What I’m trying to describe is not a need for me to find my own cursed prince and live happily ever after in separate apartments, or even to save my family and myself from the spirit realm. Those may be products of a more important goal, which for me is simply acknowledgment. To acknowledge the feelings I wake up with, the thing that grips my heart and sends my mind spinning through old memories and imagined failures early in the morning. The heavy, wet wool that winds itself through my chest and knocks me down for days at a time. The first step to surviving the spirit realm is to acknowledge that you’re in it, and to take a look around.

What Hayao Miyazaki has shown me, through his girls and his women, who were with me as I grew from girl to woman, is that the darkness, the unknown, is there for a reason. We never forget our childhood trauma, but use it as a foundation from which to grow. Like a tree that bends around a boulder, or a forest that regrows itself on top of bones and burnt branches. The things that threaten us are what form us. They make us grow differently, better—or maybe not. But they make us grow.

There is nothing wrong with me. I have unresolved fears, regrets, gaps in my memory, and painful memories I sometimes wish would become gaps. I still wake up feeling anxious or depressed a lot of the time. And without all of this who would I be? A part of me is still afraid of whatever dark, scary, bad things will inevitably come next, as they do, but a bigger part of me wouldn’t have it another way.

When San and Ashitaka part at the end of the film, they are smiling. He stands on a hill, new grass rustling all around him, peace and rebirth in the air. He watches her as she leaves, riding on the back of a wolf brother. In this leaving there is a break in the typical romantic mold. There is an open acknowledgement that San is unable to live a traditional life with her prince among the people—no, not unable but simply unwilling.

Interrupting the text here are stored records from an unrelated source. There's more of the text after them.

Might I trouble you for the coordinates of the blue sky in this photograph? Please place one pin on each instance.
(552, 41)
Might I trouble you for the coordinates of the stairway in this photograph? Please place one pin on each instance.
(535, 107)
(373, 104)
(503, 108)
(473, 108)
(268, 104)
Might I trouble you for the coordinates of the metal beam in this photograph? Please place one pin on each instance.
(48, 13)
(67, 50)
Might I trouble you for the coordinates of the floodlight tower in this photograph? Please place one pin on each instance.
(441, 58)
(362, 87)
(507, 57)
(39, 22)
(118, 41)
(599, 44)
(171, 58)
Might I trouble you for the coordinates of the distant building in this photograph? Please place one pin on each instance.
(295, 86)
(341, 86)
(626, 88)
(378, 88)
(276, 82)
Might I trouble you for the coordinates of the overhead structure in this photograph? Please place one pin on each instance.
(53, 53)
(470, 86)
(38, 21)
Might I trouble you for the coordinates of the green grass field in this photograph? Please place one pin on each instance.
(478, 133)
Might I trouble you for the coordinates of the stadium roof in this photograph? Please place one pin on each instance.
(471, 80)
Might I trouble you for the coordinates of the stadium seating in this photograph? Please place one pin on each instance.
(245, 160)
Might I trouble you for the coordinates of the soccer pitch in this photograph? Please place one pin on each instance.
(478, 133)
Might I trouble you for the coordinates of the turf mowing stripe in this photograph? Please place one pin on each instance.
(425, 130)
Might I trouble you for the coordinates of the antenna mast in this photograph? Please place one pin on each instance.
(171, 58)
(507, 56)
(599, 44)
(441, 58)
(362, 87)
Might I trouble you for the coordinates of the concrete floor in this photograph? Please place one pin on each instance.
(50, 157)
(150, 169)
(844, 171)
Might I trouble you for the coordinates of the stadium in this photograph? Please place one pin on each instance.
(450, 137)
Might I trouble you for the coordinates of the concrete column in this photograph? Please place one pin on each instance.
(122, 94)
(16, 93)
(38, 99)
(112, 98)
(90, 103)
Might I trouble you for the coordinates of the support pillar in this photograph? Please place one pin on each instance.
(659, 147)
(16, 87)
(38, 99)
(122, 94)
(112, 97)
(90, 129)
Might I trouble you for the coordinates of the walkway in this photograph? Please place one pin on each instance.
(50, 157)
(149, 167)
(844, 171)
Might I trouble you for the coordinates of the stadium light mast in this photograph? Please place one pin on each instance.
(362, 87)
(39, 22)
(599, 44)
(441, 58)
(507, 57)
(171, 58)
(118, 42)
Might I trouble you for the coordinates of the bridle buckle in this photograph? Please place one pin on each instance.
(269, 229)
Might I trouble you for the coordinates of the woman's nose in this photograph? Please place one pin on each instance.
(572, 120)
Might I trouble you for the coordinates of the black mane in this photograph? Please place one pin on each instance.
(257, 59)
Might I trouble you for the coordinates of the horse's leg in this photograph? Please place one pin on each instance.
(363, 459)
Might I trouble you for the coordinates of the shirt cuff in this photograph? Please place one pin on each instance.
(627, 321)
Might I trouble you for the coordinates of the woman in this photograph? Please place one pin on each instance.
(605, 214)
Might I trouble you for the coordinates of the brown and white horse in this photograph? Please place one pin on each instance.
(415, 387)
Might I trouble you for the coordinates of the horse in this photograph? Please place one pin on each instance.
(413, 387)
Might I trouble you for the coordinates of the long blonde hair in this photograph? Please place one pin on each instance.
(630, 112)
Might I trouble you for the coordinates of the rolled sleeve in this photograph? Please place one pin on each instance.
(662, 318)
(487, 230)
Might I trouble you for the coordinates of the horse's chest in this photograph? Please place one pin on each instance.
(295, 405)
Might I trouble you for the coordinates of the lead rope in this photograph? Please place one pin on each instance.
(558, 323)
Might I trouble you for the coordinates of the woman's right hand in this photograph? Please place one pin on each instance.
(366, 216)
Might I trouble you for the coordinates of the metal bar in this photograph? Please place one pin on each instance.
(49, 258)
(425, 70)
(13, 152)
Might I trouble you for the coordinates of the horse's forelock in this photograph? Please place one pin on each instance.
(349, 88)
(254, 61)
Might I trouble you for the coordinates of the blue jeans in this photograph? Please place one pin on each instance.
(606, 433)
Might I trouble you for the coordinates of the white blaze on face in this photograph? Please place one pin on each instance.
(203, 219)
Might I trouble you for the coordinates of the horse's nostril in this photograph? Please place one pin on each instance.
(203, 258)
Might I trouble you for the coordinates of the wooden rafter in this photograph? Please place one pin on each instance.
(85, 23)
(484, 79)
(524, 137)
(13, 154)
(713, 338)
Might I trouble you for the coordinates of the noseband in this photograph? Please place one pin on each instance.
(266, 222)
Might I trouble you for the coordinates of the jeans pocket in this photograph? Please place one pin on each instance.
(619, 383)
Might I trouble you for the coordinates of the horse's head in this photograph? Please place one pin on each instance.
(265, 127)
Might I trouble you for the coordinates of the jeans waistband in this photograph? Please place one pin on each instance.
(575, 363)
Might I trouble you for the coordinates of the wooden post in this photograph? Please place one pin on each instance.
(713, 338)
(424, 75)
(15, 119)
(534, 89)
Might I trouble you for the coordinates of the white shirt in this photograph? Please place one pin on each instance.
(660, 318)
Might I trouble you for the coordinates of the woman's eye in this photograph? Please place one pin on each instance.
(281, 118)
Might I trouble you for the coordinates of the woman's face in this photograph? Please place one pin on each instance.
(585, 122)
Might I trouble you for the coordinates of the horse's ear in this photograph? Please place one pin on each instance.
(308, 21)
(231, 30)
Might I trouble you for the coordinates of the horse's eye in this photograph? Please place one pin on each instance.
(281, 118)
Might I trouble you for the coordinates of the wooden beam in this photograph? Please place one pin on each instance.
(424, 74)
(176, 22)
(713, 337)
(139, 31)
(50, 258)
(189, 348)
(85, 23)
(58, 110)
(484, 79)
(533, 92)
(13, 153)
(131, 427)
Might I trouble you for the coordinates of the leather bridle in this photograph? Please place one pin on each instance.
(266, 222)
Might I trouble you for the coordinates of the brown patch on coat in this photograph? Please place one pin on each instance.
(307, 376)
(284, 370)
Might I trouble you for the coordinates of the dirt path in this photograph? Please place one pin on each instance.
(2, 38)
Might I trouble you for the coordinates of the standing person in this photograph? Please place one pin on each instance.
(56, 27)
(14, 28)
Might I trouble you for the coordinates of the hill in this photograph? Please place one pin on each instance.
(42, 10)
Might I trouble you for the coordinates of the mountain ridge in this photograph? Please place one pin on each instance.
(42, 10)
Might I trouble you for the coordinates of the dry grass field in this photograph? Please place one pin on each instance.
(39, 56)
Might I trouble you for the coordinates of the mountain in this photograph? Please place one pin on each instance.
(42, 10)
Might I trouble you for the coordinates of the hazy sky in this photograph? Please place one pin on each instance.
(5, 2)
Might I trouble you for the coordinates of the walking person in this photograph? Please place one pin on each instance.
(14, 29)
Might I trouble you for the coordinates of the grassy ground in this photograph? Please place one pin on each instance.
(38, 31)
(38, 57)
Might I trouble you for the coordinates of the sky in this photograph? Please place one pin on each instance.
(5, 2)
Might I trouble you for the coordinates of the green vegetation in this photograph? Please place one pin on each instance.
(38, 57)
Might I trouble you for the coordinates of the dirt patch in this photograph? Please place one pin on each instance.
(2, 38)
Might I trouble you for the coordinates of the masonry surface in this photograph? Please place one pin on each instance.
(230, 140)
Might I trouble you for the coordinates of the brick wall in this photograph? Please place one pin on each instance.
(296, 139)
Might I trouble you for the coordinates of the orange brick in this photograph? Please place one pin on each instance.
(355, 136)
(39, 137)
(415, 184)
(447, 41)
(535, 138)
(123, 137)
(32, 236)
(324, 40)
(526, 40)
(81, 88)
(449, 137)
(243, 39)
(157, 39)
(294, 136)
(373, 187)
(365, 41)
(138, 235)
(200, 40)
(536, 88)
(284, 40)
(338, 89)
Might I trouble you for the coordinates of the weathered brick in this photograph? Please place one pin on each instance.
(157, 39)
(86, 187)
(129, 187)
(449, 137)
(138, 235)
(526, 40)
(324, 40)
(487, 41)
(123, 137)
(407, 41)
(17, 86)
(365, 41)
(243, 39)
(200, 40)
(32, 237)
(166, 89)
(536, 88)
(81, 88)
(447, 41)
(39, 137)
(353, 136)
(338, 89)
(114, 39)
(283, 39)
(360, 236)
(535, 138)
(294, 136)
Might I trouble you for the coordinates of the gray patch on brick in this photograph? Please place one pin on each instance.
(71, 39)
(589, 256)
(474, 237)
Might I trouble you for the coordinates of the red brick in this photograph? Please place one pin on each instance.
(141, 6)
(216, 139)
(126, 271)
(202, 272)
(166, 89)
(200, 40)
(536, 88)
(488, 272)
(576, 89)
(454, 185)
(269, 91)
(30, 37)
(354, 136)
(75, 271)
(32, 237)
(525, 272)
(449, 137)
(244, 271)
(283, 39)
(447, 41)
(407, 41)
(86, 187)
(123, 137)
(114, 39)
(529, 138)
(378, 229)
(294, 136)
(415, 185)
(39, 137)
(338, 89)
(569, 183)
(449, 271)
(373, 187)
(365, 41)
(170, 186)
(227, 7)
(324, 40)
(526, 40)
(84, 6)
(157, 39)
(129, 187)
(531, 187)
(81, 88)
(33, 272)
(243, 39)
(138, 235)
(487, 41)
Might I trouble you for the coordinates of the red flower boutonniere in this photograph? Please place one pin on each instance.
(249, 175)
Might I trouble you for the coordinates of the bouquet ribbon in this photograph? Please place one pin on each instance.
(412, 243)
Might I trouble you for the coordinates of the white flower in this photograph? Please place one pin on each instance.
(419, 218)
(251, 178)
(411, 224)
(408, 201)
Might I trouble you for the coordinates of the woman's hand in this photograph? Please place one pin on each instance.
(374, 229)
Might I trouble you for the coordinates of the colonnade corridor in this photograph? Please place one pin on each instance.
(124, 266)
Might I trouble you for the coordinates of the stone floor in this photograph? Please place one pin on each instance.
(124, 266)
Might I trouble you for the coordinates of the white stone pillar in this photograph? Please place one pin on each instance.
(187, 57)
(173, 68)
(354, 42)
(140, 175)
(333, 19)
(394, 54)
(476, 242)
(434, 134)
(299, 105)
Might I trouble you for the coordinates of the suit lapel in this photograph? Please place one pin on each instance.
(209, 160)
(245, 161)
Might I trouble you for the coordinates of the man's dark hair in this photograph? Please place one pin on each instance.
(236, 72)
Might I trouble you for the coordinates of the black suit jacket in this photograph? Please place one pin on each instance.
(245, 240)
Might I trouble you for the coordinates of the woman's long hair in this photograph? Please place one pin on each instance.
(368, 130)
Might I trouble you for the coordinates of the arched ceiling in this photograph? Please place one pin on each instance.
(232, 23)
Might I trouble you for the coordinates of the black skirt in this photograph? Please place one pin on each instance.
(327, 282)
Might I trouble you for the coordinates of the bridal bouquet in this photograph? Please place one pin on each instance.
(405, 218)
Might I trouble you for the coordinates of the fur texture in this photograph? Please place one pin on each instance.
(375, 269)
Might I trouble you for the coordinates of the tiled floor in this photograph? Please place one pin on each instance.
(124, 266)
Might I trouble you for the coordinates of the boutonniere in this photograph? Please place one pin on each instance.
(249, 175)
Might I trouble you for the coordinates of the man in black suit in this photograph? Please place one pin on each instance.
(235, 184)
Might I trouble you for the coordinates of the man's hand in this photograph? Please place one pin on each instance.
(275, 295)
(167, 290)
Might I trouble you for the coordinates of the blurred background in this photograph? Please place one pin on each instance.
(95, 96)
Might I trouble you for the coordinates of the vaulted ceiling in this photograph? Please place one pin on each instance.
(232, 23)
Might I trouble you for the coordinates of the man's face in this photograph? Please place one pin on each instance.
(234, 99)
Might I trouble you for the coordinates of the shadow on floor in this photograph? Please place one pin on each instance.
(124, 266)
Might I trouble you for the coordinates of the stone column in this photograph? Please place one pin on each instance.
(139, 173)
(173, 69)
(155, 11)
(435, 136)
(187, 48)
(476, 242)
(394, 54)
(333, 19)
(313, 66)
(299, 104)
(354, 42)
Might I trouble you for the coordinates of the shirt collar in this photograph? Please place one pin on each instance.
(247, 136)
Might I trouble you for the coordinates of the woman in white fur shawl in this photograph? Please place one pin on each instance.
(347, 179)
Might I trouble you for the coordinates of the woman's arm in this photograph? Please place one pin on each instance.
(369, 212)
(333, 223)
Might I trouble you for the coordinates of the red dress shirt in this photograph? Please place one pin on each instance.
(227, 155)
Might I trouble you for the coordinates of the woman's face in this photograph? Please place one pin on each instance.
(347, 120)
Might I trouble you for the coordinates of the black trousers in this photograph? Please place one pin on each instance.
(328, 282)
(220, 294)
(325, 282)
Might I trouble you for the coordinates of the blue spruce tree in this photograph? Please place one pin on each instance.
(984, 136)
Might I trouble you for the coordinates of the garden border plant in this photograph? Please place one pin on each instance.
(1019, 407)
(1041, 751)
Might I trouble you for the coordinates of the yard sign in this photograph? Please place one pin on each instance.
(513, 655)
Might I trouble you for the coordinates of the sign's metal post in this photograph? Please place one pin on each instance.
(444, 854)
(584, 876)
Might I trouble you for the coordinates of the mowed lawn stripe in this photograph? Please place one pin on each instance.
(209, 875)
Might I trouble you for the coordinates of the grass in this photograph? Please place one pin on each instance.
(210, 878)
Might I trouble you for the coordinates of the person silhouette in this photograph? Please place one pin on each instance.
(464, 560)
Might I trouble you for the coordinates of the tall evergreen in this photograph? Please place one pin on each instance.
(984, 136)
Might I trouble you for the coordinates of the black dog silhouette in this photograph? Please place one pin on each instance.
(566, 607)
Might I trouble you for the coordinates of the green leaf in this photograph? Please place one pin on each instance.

To know what we want is easy. The things we are supposed to desire are thrown in our faces all the time: happiness, prosperity, companionship. But to know what we don’t want takes a special ability to see ourselves clearly. To see ourselves clearly we must acknowledge whatever dark things are in us, the things that may not match the templates of normalcy we’ve been given. This means depression and anxiety, our fears and the shadows that cross us. San doesn’t look away from the big dark unknowns of her past and future. In her leaving there is a joyful acceptance, a celebration of her uniqueness. In turning her back and moving toward that which others see as darkness but which is indeed only her life, there lies the possibility of a better life, or at least a truer life.